The parameter type wrappers (StringType, NumberType, etc.) let you attach descriptions and enumerations so that JSON schemas accurately describe your tools. See the Function Calling guide for in-depth usage patterns.

Errors

Errors are surfaced as LeapError values. The most common cases are:

  • LeapError.modelLoadingFailure: Problems reading or validating the model bundle.
  • LeapError.generationFailure: Unexpected native inference errors.
  • LeapError.promptExceedContextLengthFailure: Prompt length exceeded the configured context size.
  • LeapError.serializationFailure: JSON encoding/decoding problems when working with chat history or function calls.

Handle thrown errors with do / catch when using async streams, or use the onErrorCallback in the lower-level API.

Putting it together

let runner = try await Leap.load(url: bundleURL)
let conversation = runner.createConversation(systemPrompt: "You are a travel assistant.")

conversation.registerFunction(weatherFunction)

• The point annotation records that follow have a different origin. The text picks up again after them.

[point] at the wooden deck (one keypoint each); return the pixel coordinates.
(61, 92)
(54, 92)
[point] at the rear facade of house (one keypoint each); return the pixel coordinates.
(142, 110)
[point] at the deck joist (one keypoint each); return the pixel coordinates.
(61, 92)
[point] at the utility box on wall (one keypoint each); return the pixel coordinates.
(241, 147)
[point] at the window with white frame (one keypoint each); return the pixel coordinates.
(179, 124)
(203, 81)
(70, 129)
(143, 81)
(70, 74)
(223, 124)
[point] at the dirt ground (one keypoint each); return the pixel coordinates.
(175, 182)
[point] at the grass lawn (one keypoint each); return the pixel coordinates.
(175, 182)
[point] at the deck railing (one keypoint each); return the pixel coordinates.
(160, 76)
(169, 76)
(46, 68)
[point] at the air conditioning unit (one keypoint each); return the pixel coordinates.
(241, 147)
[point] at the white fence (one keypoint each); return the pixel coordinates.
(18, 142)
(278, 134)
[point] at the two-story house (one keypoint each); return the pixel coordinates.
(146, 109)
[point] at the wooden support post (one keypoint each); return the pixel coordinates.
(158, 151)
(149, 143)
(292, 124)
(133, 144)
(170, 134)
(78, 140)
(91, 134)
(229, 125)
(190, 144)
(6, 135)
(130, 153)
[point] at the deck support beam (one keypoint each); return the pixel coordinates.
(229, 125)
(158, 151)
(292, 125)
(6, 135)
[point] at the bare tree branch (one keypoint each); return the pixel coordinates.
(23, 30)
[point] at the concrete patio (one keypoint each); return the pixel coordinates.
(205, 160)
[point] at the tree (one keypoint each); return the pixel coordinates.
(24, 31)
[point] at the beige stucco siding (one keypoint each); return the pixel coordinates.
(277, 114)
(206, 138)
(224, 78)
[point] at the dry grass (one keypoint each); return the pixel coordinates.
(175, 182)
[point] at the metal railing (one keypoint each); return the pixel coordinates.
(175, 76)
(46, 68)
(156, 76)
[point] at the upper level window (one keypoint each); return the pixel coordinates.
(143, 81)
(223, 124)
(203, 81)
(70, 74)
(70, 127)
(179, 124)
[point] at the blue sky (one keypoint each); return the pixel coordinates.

var options = GenerationOptions(temperature: 0.8)
try options.setResponseFormat(type: TripRecommendation.self)

let userMessage = ChatMessage(
role: .user,
content: [.text("Plan a 3-day trip to Kyoto with food highlights")]
)

for try await response in conversation.generateResponse(
message: userMessage,
generationOptions: options
) {
process(response)
}

Refer to the Quick Start for end-to-end project setup, Function Calling for tool invocation, and Constrained Generation for structured outputs.